Tedizolid for 6 days versus linezolid for 10 days for acute bacterial skin and skin-structure infections (ESTABLISH-2): a randomised, double-blind, phase 3, non-inferiority trial.
(Clinical Trial, Phase III;Journal Article;Multicenter Study)
BACKGROUND: New antibiotics are needed to treat infections caused by drug-resistant bacteria. Tedizolid is a novel oxazolidinone antibacterial drug designed to provide enhanced activity against Gram-positive pathogens. We aimed to assess the efficacy and safety of intravenous to oral tedizolid for treatment of patients with acute bacterial skin and skin-structure infections. METHODS: ESTABLISH-2 was a randomised, double-blind, phase 3, non-inferiority trial done between Sept 28, 2011, and Jan 10, 2013, at 58 centres in nine countries. Patients (aged ≥12 years) with acute bacterial skin and skin-structure infections (cellulitis or erysipelas, major cutaneous abscess, or wound infection) that had a minimum lesion area of 75 cm(2) and were suspected or documented to be associated with a Gram-positive pathogen, were randomly assigned (1:1), via an interactive voice-response system with block randomisation, to receive intravenous once-daily tedizolid (200 mg for 6 days) or twice-daily linezolid (600 mg for 10 days), with optional oral step-down. Randomisation was stratified by geographic region and type of acute bacterial skin and skin-structure infection. The primary endpoint was early clinical response (≥20% reduction in lesion area at 48-72 h compared with baseline), with a non-inferiority margin of -10%. Analysis was by intention to treat. This study is registered with ClinicalTrials.gov, number NCT01421511. FINDINGS: 666 patients were randomly assigned to receive tedizolid (n=332) or linezolid (n=334). 283 (85%) patients in the tedizolid group and 276 (83%) in the linezolid group achieved early clinical response (difference 2·6%, 95% CI -3·0 to 8·2), meeting the prespecified non-inferiority margin. Gastrointestinal adverse events were less frequent with tedizolid than linezolid, taking place in 52 (16%) of 331 patients and 67 (20%) of 327 patients in the safety population. Treatment-emergent adverse events leading to discontinuation of study drug were reported by one (<1%) patient in the tedizolid group and four (1%) patients in the linezolid group.

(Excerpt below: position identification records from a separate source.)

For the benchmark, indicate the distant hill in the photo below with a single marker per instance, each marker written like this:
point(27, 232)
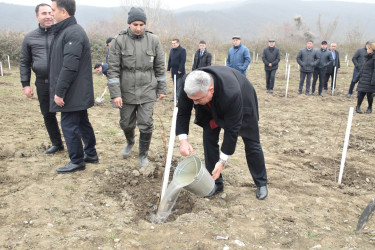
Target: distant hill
point(252, 19)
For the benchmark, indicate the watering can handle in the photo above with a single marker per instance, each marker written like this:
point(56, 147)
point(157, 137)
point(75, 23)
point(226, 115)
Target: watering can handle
point(105, 90)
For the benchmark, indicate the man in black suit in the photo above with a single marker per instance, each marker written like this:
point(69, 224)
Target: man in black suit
point(202, 58)
point(176, 64)
point(223, 99)
point(335, 64)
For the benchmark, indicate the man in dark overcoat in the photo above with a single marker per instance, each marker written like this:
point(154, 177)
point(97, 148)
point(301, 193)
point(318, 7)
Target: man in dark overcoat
point(271, 59)
point(71, 85)
point(223, 99)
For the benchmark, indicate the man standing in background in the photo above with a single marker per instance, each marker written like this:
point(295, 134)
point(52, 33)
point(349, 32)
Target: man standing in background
point(238, 56)
point(176, 62)
point(307, 59)
point(358, 61)
point(333, 67)
point(34, 55)
point(271, 59)
point(202, 57)
point(133, 82)
point(71, 85)
point(325, 58)
point(108, 43)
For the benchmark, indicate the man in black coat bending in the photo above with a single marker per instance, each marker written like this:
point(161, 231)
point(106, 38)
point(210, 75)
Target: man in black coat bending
point(71, 85)
point(223, 99)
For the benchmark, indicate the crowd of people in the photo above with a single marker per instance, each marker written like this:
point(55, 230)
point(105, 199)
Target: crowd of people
point(58, 51)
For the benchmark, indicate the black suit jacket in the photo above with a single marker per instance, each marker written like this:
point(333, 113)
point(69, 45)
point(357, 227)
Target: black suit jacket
point(176, 62)
point(337, 62)
point(205, 60)
point(234, 107)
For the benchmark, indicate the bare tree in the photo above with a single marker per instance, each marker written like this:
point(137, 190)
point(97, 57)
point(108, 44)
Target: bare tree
point(326, 31)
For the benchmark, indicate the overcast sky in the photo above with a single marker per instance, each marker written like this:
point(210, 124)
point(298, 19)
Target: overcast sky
point(168, 4)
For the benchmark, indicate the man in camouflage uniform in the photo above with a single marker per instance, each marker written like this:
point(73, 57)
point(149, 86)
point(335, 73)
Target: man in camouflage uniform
point(135, 71)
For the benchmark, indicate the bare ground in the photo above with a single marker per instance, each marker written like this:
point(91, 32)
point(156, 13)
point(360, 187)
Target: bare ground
point(109, 204)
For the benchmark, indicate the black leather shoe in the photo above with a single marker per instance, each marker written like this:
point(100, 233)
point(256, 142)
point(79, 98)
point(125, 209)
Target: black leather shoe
point(54, 149)
point(90, 159)
point(262, 192)
point(70, 168)
point(218, 188)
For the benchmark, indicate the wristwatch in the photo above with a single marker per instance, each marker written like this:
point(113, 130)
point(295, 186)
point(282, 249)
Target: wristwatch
point(222, 162)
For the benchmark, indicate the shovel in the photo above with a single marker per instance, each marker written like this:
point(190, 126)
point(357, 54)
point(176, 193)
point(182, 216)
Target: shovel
point(101, 98)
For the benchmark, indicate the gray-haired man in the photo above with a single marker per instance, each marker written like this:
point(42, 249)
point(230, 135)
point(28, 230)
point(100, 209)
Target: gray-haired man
point(223, 99)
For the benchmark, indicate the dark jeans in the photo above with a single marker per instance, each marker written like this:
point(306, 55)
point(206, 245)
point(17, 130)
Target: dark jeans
point(178, 85)
point(330, 74)
point(361, 96)
point(352, 84)
point(253, 150)
point(302, 76)
point(318, 73)
point(77, 127)
point(50, 121)
point(270, 78)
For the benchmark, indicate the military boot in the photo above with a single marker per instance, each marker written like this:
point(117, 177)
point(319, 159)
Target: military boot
point(129, 135)
point(144, 145)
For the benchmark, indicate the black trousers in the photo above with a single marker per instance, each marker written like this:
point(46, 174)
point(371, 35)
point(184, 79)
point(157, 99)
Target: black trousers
point(361, 96)
point(270, 78)
point(253, 150)
point(321, 74)
point(50, 121)
point(330, 74)
point(302, 76)
point(76, 128)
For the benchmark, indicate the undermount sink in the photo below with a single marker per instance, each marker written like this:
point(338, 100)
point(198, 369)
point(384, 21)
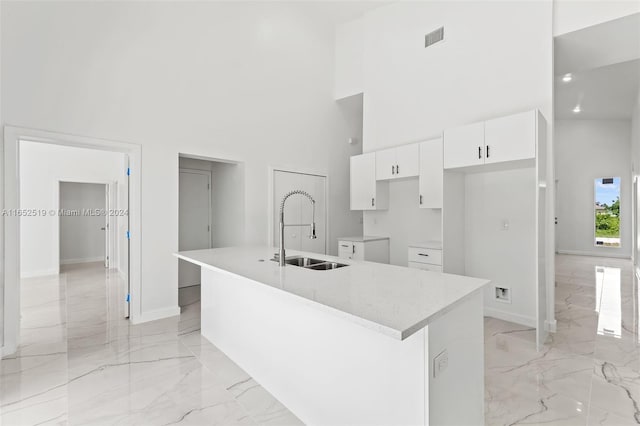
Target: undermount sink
point(326, 266)
point(310, 263)
point(303, 261)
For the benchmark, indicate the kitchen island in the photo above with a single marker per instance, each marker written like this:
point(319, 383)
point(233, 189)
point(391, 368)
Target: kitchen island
point(364, 344)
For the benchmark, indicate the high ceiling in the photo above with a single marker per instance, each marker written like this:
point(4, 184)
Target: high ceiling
point(604, 63)
point(608, 92)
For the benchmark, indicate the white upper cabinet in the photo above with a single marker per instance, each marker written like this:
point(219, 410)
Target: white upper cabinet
point(386, 164)
point(399, 162)
point(464, 146)
point(500, 140)
point(366, 193)
point(408, 163)
point(431, 175)
point(510, 138)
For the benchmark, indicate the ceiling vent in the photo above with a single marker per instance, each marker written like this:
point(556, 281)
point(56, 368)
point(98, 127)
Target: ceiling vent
point(433, 37)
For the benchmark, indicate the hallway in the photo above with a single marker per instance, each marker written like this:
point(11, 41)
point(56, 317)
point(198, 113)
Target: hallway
point(589, 370)
point(81, 363)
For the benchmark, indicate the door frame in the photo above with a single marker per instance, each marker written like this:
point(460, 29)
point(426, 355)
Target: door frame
point(11, 186)
point(209, 216)
point(110, 235)
point(270, 202)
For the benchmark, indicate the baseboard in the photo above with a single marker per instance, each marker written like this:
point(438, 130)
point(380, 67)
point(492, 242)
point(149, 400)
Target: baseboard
point(83, 260)
point(41, 273)
point(508, 316)
point(551, 326)
point(158, 314)
point(592, 254)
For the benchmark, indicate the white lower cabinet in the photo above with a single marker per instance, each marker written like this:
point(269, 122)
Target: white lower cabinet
point(372, 249)
point(427, 259)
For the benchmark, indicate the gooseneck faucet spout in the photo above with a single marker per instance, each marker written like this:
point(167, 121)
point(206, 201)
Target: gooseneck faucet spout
point(312, 225)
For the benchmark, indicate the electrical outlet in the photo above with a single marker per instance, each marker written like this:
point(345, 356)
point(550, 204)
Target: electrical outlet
point(440, 363)
point(502, 294)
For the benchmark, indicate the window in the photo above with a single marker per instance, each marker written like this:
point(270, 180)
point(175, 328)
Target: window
point(607, 212)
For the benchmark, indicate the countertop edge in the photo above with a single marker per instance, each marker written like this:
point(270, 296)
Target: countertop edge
point(371, 325)
point(396, 334)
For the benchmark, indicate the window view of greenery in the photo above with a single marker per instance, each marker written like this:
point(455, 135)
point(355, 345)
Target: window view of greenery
point(607, 211)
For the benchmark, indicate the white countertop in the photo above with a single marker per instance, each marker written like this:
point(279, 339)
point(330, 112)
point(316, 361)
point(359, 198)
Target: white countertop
point(435, 245)
point(362, 238)
point(393, 300)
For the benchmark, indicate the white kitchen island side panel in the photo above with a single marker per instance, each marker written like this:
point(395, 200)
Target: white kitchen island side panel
point(326, 370)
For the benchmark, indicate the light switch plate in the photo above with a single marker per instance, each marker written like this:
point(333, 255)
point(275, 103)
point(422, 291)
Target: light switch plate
point(440, 363)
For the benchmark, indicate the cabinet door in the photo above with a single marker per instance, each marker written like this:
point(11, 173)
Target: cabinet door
point(431, 174)
point(407, 161)
point(386, 164)
point(510, 138)
point(358, 251)
point(464, 146)
point(345, 249)
point(363, 181)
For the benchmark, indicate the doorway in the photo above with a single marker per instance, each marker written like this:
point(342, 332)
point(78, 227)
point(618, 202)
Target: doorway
point(84, 228)
point(35, 163)
point(210, 214)
point(299, 211)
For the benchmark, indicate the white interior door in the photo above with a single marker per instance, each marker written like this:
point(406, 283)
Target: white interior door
point(298, 210)
point(194, 222)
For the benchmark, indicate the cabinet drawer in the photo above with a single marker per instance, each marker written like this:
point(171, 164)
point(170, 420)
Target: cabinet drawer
point(425, 266)
point(345, 249)
point(421, 255)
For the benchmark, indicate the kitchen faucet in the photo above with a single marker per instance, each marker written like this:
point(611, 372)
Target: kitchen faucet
point(312, 225)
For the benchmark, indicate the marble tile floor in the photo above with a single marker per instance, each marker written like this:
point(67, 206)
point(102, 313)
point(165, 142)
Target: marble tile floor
point(589, 370)
point(82, 363)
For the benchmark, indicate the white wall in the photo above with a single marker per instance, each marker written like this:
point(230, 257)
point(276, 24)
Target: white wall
point(349, 77)
point(1, 207)
point(81, 237)
point(250, 81)
point(587, 150)
point(496, 59)
point(42, 166)
point(635, 158)
point(572, 15)
point(506, 255)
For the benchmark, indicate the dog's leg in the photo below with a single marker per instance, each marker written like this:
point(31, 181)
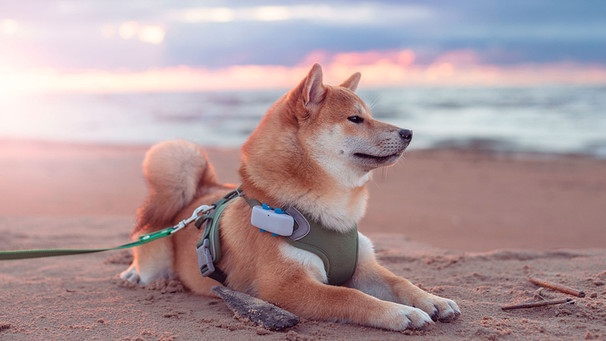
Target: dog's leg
point(151, 262)
point(375, 280)
point(304, 296)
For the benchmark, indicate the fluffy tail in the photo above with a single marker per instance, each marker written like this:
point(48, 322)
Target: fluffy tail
point(176, 171)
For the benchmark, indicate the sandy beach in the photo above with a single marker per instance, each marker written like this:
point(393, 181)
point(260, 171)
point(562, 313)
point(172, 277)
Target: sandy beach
point(462, 224)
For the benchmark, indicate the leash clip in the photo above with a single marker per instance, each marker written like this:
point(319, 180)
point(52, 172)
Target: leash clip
point(197, 212)
point(205, 258)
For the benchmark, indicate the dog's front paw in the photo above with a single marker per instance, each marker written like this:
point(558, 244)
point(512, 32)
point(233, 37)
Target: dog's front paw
point(440, 309)
point(131, 275)
point(401, 317)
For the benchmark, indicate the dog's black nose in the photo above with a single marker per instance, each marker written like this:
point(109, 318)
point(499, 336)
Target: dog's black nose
point(406, 134)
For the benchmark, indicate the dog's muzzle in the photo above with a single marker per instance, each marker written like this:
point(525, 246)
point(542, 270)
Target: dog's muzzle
point(406, 135)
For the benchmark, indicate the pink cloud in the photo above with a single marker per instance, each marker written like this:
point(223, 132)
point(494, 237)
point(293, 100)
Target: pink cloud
point(378, 68)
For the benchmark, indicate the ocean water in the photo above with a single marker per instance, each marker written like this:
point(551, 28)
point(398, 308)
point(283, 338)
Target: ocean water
point(560, 120)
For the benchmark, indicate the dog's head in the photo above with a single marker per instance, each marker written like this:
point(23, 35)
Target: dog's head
point(340, 129)
point(319, 129)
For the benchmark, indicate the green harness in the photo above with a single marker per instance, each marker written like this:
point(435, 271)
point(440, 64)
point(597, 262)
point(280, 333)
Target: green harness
point(338, 251)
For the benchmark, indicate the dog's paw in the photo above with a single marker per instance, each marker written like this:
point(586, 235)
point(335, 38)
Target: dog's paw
point(440, 309)
point(401, 317)
point(131, 275)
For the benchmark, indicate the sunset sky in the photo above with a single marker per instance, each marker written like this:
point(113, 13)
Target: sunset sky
point(114, 46)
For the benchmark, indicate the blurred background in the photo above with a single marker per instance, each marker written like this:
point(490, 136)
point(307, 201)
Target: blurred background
point(514, 76)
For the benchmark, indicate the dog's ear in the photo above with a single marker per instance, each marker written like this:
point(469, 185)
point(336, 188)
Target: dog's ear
point(313, 88)
point(352, 82)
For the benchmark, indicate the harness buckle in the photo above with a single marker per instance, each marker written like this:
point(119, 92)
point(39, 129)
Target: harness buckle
point(205, 258)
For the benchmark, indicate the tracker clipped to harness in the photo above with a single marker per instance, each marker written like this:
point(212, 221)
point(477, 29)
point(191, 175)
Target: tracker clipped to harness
point(275, 221)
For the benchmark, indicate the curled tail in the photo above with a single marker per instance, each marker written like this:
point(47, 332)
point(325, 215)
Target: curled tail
point(176, 172)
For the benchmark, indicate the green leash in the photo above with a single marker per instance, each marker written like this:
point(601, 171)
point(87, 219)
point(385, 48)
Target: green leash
point(144, 239)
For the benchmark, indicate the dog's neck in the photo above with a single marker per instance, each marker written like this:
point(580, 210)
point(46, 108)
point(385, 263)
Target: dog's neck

INTERPRETATION: Intravenous to oral once-daily tedizolid 200 mg for 6 days was non-inferior to twice-daily linezolid 600 mg for 10 days for treatment of patients with acute bacterial skin and skin-structure infections. Tedizolid could become a useful option for the treatment of acute bacterial skin and skin-structure infections in the hospital and outpatient settings. FUNDING: Cubist Pharmaceuticals.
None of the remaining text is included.